Beschikt U over de desbetreffende openbare bronnen en is het eventueel mogelijk om hierover nadere informatie te publiceren of verhelderende bemerkingen te formuleren? Graag dan en dank bij voorbaat.
leonie cornips zegt
Dank voor je rdeskundige eactie. Inderdaad is het Comite van Experts van het Europese Charter voor Regionale en Minderheidstalen de instantie die toeziet of de Nederlandse overheid het Charter naleeft. Dit Comite wordt geinformeerd door de provinciale overheden (en ik informeer dit Comite namens de provincie Limburg) en zij geven op basis daarvan hun driejaarlijks rapport uit. Ik kan dat laatste rapport opzoeken want dat is openbaar (heb ik email adres nodig). De Taalunie heeft een gesprek gevoerd met vertegenwoordigers van de streektaalorganisaties op basis van eerder opiniestuk en beloofd dat bij het volgende onderzoek van de Taalunie de streektalen niet meer als Nederlands geteld zullen worden maar als tweede taal. Die afspraak ligt er maar in de foldertekst die erna geschreven is, blijft de erkenning dat een regionale taal/streektaal een tweede taal is, toch nog erg vaag.
Jos Van Hecke zegt
Dank voor deze toelichting. Het ziet ernaar uit dat de onderscheiden standpunten toch al wat dichter naar elkaar toegroeien. Toch zie ik nog onduidelijkheid, verwarring en dus ook mogelijke misverstanden opduiken bij de invulling en het gebruik van het begrip ‘streektaal’ dat mijns inziens niet gedekt wordt door de term ‘regionale taal’ zoals bedoeld in het Europees Handvest. Niet elke ‘streektaal’ (wat dit begrip ook moge inhouden en wat de criteria hiervoor ook mogen zijn) kan immers zomaar als een andere, van het Nederlands fundamenteel verschillende, bijkomende (’tweede’) taal worden gezien en door de overheden ook als dusdanig specifiek worden benaderd en behandeld. In mijn opinie heeft het begrip ’taal’ per definitie een sociaal-cultureel en dus een maatschappelijk aspect waaraan – vanaf een bepaald maatschappelijk ‘niveau’ en belang – ook steeds een ‘politiek’ aspect verbonden is of wordt.

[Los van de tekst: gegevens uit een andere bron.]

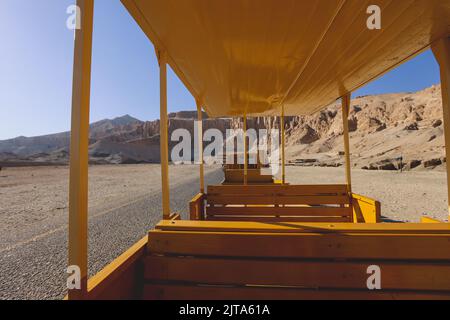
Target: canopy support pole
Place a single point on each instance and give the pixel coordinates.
(245, 150)
(441, 50)
(345, 112)
(164, 135)
(79, 143)
(283, 148)
(200, 146)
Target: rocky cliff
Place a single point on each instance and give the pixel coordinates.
(391, 131)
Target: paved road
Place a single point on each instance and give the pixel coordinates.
(35, 269)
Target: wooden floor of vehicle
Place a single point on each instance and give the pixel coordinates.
(250, 260)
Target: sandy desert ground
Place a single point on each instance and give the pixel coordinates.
(125, 202)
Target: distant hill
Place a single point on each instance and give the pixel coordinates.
(384, 128)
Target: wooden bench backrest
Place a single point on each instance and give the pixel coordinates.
(321, 263)
(315, 203)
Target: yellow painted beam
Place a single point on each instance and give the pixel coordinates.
(416, 229)
(200, 146)
(441, 51)
(345, 112)
(429, 220)
(164, 135)
(79, 142)
(283, 148)
(245, 150)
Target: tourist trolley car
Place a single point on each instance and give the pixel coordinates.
(272, 240)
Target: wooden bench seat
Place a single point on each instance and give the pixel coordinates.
(247, 260)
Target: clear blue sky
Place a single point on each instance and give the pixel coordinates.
(36, 69)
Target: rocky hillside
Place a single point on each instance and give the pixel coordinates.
(384, 129)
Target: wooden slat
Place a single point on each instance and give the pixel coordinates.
(268, 200)
(366, 210)
(180, 292)
(280, 219)
(384, 228)
(196, 207)
(284, 211)
(402, 275)
(305, 245)
(278, 189)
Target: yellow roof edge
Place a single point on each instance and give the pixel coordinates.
(145, 26)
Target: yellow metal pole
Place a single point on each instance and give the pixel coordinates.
(164, 136)
(441, 51)
(345, 112)
(200, 146)
(79, 142)
(283, 141)
(245, 150)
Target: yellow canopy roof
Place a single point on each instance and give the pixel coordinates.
(254, 55)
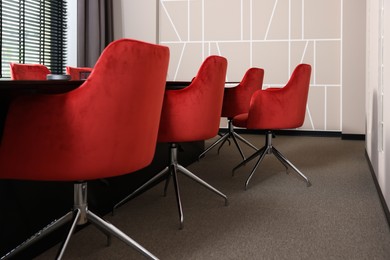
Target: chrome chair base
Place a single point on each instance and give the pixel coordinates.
(80, 215)
(229, 134)
(172, 170)
(269, 149)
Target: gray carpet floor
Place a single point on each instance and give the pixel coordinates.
(277, 217)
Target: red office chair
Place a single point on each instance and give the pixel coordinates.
(106, 127)
(273, 109)
(236, 101)
(77, 73)
(28, 71)
(190, 114)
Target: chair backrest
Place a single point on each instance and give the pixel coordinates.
(106, 127)
(236, 100)
(193, 113)
(281, 108)
(28, 71)
(76, 72)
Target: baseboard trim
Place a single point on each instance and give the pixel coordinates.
(286, 132)
(353, 137)
(361, 137)
(378, 189)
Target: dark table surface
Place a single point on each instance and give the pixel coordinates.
(20, 87)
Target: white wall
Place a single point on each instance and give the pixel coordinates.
(377, 92)
(136, 19)
(353, 59)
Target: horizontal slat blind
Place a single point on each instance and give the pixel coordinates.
(33, 31)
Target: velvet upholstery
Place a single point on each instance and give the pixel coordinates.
(236, 99)
(106, 127)
(193, 113)
(74, 72)
(28, 71)
(279, 108)
(189, 114)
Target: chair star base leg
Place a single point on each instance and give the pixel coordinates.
(268, 148)
(230, 134)
(79, 216)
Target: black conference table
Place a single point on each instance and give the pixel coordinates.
(28, 206)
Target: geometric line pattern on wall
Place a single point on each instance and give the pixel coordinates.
(275, 35)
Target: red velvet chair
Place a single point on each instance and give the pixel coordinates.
(190, 114)
(277, 108)
(77, 73)
(236, 101)
(107, 127)
(28, 71)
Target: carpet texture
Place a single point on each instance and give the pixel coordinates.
(278, 217)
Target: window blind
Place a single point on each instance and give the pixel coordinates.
(33, 31)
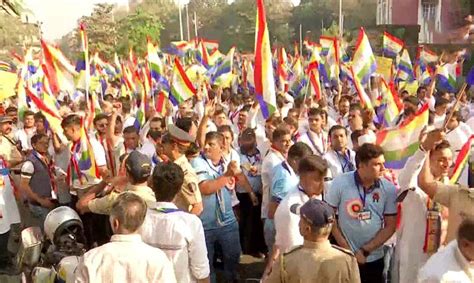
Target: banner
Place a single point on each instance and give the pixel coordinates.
(8, 82)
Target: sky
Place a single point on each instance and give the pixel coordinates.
(58, 17)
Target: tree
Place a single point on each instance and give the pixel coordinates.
(101, 31)
(14, 34)
(134, 30)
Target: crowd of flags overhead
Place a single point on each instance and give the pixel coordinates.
(178, 72)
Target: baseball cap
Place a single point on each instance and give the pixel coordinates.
(318, 213)
(5, 119)
(138, 165)
(180, 135)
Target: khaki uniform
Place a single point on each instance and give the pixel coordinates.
(8, 149)
(316, 262)
(104, 204)
(189, 193)
(460, 202)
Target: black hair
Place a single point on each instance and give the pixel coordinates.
(71, 120)
(299, 150)
(367, 152)
(336, 128)
(167, 180)
(99, 117)
(37, 137)
(130, 129)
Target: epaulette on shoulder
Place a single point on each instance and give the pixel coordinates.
(346, 251)
(293, 250)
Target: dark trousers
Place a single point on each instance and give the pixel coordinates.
(251, 225)
(372, 272)
(97, 229)
(4, 253)
(227, 238)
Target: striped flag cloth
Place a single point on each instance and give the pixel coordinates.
(264, 80)
(363, 61)
(181, 89)
(401, 142)
(391, 45)
(405, 68)
(461, 161)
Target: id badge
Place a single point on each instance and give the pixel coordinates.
(365, 215)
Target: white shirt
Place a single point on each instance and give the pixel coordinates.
(125, 259)
(287, 223)
(99, 154)
(409, 254)
(317, 142)
(8, 207)
(337, 162)
(180, 236)
(270, 161)
(447, 265)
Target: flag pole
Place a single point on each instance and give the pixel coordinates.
(187, 22)
(301, 38)
(180, 22)
(458, 100)
(195, 24)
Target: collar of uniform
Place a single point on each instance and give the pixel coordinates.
(317, 245)
(162, 204)
(126, 238)
(462, 261)
(135, 188)
(181, 160)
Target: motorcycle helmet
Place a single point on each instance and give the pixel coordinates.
(60, 221)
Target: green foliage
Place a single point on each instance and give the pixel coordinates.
(14, 35)
(134, 29)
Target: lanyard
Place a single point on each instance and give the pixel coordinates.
(286, 166)
(346, 162)
(256, 158)
(220, 170)
(362, 196)
(314, 144)
(166, 210)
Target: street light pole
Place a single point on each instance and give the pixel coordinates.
(340, 19)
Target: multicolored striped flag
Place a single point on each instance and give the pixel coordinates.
(201, 55)
(82, 65)
(401, 142)
(363, 61)
(363, 96)
(392, 103)
(315, 89)
(405, 68)
(446, 75)
(224, 67)
(181, 88)
(82, 164)
(58, 70)
(264, 80)
(391, 45)
(154, 62)
(461, 161)
(4, 66)
(427, 56)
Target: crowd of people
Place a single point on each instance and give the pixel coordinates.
(197, 188)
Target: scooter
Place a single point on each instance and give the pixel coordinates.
(52, 257)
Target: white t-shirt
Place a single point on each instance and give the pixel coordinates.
(270, 161)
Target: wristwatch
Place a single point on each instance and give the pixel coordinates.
(365, 252)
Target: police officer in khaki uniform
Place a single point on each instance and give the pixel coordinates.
(174, 145)
(316, 260)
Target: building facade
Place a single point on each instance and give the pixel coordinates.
(437, 18)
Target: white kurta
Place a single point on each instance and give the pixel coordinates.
(8, 207)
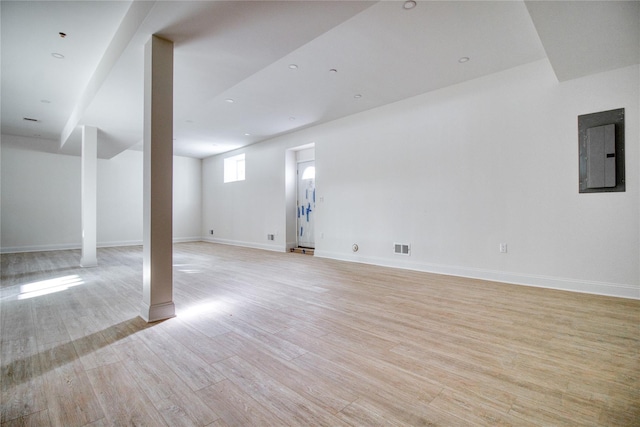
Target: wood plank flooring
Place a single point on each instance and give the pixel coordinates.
(274, 339)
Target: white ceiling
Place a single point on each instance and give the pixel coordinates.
(242, 50)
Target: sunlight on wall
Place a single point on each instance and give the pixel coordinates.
(46, 287)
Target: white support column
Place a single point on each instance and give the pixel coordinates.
(157, 292)
(88, 168)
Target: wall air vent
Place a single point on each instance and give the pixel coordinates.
(401, 249)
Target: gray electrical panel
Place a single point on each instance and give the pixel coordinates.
(601, 156)
(601, 151)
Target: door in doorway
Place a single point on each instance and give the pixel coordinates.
(306, 204)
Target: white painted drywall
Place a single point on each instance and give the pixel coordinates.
(245, 212)
(40, 200)
(455, 173)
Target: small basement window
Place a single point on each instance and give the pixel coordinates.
(234, 168)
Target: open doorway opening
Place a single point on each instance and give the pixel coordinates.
(301, 199)
(306, 208)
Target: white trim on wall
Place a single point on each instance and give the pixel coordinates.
(558, 283)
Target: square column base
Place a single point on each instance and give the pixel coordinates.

Met andere woorden, aan het gebruik van termen als ’taal’ en ‘streektaal’ kunnen- afhankelijk van de invulling – ook maatschappelijk-politieke aspecten en desgevallend ook concrete (politiek-maatschappelijke) gevolgen verbonden zijn of worden.
Ik zou het verder zeer waarderen als U (mij) een informatiepunt (internet schakel?) zou kunnen doorgeven waardoor ik kennis zou kunnen nemen van de inhoud van het (laatste) rapport van het Europees ‘Comité van Experten’ over de actuele situatie en de positie van het Limburgs als verdragsrechtelijk erkende regionale taal in Nederlands Limburg.